346 unit tests + 87 integration tests across 42 categories.

Raft Failover (10 tests, 5 categories)

Leader election, write to leader, read from all nodes, kill leader + verify failover, restart killed node + verify rejoin. Based on CockroachDB roachtest failover/non-system/crash, TiKV fail-rs, and YugabyteDB Jepsen resilience benchmarks.

Write Scaling (77 tests, 37 categories)

Every test pattern from CockroachDB's 7 nightly Jepsen workloads (bank, register, sequential, set, monotonic, G2, comments), TiDB's Jepsen suite (bank-multitable, monotonic, stale read), YugabyteDB's Jepsen tests (counter, linearizable set), Vitess (VDiff, partition enforcement, 2PC), CockroachDB roachtest (KV scaling, nemesis, workload check), Chaos Mesh (NATS partition), Elle anomaly classes (read skew, write skew), and boundary testing (empty tables, null fields, 200-doc batch).
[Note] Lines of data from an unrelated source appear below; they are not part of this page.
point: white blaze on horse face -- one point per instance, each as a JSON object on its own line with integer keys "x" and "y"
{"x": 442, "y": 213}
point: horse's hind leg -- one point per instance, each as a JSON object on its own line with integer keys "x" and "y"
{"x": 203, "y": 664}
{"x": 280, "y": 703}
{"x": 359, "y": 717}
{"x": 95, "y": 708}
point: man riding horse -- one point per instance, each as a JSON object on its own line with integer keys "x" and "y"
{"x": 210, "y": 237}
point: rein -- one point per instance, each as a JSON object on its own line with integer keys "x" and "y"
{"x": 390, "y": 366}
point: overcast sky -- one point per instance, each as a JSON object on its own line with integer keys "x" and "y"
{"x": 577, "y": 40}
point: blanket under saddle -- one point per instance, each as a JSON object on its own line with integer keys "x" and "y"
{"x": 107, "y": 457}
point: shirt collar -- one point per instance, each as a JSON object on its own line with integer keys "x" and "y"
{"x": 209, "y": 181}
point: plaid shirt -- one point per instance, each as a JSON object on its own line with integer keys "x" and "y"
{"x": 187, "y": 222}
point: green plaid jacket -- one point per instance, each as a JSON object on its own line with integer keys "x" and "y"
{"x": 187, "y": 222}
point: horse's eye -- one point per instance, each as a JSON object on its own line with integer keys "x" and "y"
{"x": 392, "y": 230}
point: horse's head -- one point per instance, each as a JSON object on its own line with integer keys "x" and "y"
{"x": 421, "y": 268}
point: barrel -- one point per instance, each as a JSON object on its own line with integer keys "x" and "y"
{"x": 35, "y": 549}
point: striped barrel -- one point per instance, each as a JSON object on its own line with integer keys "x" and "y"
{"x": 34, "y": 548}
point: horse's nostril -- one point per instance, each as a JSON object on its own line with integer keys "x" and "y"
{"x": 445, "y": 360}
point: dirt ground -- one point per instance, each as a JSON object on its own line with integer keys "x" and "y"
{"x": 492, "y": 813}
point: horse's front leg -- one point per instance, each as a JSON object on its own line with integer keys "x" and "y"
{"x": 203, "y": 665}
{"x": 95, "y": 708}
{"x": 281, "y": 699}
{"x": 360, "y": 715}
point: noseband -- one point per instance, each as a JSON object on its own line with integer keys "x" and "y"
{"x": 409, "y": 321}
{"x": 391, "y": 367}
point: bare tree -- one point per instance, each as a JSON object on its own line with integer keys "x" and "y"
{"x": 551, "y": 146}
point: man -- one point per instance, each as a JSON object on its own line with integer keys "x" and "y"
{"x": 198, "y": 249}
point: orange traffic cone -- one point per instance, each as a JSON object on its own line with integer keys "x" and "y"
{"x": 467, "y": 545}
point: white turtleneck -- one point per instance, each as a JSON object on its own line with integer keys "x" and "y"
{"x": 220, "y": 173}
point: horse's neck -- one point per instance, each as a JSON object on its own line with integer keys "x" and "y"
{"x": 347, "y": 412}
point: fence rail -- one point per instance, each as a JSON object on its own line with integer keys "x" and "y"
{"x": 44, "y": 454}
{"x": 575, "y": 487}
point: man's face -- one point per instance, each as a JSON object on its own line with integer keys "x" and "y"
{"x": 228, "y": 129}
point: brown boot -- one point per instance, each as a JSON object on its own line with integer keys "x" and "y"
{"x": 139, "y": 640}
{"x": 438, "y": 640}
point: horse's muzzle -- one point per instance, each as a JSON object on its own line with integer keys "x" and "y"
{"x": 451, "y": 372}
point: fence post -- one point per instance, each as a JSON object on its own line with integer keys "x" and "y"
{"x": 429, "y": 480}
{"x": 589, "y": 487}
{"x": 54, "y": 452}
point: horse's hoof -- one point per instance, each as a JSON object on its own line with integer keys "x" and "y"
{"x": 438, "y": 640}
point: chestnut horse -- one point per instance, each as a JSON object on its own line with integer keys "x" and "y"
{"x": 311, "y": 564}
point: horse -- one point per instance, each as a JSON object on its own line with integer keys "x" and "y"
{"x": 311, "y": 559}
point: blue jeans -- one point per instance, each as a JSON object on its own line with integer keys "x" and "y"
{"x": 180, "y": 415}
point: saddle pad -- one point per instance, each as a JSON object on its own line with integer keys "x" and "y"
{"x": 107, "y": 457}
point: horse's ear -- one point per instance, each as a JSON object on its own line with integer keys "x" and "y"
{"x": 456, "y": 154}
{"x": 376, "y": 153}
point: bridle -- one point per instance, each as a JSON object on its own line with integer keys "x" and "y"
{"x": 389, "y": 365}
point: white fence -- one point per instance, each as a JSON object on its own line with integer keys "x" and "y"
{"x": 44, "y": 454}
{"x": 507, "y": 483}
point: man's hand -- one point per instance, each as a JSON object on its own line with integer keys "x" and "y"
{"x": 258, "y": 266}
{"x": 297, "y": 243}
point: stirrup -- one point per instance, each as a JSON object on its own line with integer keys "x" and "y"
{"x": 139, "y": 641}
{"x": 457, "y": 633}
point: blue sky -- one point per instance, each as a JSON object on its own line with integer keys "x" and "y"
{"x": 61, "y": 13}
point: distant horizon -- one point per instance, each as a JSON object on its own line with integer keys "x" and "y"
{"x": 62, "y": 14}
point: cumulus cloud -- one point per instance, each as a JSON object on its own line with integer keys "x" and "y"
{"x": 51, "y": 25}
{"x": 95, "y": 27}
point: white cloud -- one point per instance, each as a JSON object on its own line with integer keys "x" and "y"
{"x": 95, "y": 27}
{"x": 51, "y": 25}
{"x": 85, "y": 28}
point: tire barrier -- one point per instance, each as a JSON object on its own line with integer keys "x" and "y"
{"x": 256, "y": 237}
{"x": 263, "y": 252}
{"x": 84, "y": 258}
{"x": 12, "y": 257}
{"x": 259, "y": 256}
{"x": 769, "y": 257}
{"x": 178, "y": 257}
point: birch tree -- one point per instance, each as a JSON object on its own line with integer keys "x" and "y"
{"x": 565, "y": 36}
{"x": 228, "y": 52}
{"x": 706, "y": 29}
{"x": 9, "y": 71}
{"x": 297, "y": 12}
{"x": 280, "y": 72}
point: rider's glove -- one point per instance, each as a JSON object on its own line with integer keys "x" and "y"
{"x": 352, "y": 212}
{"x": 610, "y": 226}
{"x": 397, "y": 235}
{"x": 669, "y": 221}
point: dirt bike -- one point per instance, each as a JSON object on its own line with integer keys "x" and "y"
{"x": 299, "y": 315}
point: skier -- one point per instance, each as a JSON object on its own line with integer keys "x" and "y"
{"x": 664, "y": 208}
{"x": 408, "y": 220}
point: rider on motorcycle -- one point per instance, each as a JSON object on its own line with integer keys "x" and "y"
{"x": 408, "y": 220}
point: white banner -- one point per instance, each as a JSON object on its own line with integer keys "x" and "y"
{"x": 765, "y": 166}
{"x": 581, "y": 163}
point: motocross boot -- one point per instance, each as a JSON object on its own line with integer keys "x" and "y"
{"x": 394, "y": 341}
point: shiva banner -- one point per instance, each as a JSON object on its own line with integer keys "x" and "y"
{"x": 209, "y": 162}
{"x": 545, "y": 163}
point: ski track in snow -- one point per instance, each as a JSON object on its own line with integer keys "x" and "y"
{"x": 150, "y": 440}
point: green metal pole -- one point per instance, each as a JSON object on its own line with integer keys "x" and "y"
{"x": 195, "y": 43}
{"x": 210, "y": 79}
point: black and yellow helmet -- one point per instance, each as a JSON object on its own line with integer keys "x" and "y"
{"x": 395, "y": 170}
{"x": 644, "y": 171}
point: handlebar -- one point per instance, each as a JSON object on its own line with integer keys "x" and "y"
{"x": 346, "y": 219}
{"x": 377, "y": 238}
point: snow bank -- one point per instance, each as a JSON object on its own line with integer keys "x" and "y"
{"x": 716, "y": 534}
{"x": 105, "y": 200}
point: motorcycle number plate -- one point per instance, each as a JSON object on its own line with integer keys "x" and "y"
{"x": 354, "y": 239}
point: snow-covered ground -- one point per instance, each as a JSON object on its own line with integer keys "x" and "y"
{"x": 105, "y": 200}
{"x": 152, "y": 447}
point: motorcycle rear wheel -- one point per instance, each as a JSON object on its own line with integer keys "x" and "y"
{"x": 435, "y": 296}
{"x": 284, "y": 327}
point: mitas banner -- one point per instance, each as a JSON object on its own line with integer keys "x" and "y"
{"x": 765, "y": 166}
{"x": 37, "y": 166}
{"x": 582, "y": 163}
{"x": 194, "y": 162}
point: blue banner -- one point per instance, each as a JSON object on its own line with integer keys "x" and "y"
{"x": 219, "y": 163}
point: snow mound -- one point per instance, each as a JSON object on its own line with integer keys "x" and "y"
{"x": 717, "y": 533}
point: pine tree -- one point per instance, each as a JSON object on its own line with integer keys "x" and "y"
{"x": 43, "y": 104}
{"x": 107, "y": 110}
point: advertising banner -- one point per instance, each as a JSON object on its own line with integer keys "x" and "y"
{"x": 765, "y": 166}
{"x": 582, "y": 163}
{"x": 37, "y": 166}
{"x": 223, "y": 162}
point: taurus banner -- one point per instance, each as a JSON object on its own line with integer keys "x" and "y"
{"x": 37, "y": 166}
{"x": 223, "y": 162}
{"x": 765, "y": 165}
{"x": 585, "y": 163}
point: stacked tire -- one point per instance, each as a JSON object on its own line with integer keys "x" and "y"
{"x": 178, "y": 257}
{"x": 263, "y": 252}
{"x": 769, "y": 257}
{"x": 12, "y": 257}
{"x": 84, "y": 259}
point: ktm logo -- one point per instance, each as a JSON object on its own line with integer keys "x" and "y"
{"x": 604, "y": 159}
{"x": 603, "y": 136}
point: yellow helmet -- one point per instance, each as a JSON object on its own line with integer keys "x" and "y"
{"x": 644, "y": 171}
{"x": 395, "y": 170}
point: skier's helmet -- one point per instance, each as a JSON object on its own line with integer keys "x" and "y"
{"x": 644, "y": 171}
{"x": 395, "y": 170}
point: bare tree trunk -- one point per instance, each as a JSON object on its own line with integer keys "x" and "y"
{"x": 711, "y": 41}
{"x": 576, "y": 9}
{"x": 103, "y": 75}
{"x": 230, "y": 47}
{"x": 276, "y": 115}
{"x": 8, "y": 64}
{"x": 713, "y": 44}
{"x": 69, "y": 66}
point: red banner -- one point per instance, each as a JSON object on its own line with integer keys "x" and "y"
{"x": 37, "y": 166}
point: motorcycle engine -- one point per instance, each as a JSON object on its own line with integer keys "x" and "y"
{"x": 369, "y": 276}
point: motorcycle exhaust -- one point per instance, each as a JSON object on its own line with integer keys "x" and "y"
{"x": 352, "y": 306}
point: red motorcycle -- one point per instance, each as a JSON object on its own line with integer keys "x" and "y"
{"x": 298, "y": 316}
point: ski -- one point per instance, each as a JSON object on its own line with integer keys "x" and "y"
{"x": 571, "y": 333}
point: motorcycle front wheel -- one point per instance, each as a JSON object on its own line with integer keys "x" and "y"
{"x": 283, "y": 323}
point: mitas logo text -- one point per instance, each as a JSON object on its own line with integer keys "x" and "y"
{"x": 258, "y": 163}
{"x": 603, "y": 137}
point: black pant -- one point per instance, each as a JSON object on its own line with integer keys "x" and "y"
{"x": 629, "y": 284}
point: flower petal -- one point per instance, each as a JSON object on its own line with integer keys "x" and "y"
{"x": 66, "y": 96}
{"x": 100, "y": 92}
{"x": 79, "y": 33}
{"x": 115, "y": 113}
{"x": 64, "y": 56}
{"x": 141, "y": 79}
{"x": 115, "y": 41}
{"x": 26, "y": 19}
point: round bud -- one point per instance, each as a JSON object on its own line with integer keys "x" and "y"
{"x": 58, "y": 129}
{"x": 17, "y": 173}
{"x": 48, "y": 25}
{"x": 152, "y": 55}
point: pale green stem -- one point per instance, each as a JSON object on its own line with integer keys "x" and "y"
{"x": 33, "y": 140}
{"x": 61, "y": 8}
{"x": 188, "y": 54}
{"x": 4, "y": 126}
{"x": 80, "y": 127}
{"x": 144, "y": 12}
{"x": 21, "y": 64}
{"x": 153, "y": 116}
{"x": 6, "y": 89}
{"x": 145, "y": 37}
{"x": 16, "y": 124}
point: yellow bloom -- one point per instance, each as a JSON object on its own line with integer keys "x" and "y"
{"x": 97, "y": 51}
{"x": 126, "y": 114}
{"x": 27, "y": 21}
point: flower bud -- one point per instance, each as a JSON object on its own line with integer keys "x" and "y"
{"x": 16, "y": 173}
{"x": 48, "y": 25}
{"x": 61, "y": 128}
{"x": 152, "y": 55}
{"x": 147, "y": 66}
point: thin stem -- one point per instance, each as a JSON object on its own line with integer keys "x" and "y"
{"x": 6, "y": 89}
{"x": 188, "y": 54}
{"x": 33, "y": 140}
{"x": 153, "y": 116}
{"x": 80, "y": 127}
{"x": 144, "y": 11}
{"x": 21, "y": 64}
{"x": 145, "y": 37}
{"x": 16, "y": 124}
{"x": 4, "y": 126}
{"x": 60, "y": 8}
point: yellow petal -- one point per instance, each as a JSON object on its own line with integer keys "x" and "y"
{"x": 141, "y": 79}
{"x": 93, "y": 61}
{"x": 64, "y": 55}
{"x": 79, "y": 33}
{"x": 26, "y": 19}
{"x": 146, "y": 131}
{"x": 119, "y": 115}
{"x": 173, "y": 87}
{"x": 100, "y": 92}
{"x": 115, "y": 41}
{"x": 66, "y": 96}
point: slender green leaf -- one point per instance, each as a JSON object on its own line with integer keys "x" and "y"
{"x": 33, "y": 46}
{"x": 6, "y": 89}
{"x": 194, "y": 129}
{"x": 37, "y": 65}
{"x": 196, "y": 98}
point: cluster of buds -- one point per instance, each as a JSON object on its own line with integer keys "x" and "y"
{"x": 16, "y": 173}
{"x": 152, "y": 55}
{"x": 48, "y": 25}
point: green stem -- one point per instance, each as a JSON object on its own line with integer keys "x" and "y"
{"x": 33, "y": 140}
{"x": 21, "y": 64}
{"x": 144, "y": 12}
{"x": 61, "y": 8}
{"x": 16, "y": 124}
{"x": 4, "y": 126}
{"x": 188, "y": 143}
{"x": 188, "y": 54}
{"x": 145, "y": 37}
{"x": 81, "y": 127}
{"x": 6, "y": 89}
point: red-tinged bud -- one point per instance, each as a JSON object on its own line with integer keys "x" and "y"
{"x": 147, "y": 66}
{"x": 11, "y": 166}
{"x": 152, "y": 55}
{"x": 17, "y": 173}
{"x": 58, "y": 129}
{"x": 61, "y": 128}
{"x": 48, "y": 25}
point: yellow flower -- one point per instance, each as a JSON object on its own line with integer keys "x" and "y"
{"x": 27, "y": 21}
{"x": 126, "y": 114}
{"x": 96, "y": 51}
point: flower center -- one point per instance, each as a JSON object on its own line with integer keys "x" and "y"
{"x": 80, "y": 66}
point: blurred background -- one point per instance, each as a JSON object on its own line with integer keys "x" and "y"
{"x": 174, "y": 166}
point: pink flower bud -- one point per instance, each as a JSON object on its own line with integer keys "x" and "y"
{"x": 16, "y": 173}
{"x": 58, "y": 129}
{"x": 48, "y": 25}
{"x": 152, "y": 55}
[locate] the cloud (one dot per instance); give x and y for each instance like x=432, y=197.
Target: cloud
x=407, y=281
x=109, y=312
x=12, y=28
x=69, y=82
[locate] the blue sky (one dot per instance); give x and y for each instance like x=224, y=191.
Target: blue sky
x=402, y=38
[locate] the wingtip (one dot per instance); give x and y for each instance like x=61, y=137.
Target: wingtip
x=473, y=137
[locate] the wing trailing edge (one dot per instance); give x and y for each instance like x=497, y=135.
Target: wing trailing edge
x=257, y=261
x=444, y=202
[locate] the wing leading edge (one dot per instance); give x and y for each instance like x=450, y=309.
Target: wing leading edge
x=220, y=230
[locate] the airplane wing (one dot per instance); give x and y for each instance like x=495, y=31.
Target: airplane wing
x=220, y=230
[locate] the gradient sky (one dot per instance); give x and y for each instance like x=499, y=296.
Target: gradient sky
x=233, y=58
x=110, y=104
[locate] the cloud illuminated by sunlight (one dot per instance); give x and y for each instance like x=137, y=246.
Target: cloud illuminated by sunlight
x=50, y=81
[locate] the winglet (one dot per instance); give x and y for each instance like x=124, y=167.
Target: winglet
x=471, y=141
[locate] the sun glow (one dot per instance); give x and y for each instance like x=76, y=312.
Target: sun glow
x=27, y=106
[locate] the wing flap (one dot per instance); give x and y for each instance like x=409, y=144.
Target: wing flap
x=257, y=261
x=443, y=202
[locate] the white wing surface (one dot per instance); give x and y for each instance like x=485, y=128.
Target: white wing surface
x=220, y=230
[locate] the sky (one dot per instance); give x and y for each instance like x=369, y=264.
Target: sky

Full test details: docs/write-scaling-tests.md

Documentation

Document Contents
Production Deployment Kubernetes (GKE, EKS), bare VMs (EC2), load balancing, persistent storage, peer discovery
Raft Integration tikv/raft-rs integration design — Raft loop, storage, transport, state machine, leader lifecycle
What We Built What we took from each distributed database and what's new
Write Scaling Research Vitess, TiDB, CockroachDB comparison
Two-Phase Commit Design 2PC architecture with Vitess/TiDB/CockroachDB patterns
TSO Timestamp Fix Three timestamp ordering fixes with distributed database research
Write Scaling Tests All 37 test categories with 77 assertions
Engineering Changes Every file changed, every architectural decision
Architecture Analysis The 6 bottlenecks in the original codebase
Convex Internals How the Committer, SnapshotManager, WriteLog, Subscriptions, and OCC work
Implementation Plan Primary-Replica architecture design
Full Scaling Proposal Complete partitioned-write architecture proposal
Scalability Research Community research with 25+ source URLs

Configuration

Variable Description Example
RAFT_NODE_ID This node's Raft ID (1-based) 1
RAFT_PEERS All Raft peers with gRPC addresses 1=http://node-a:50051,2=http://node-b:50051,3=http://node-c:50051
PARTITION_ID This node's partition number 0
PARTITION_MAP Table-to-partition assignment messages=0,users=0,projects=1,tasks=1
NUM_PARTITIONS Total partitions in cluster 2
NATS_URL NATS JetStream connection nats://nats:4222
NODE_ADDRESSES gRPC addresses for 2PC 0=node-a:50051,1=node-b:50051
INSTANCE_NAME Unique node identifier convex-node-a
REPLICATION_MODE Node role primary

License

The original Convex backend is licensed under FSL-1.1-Apache-2.0. Our modifications follow the same license.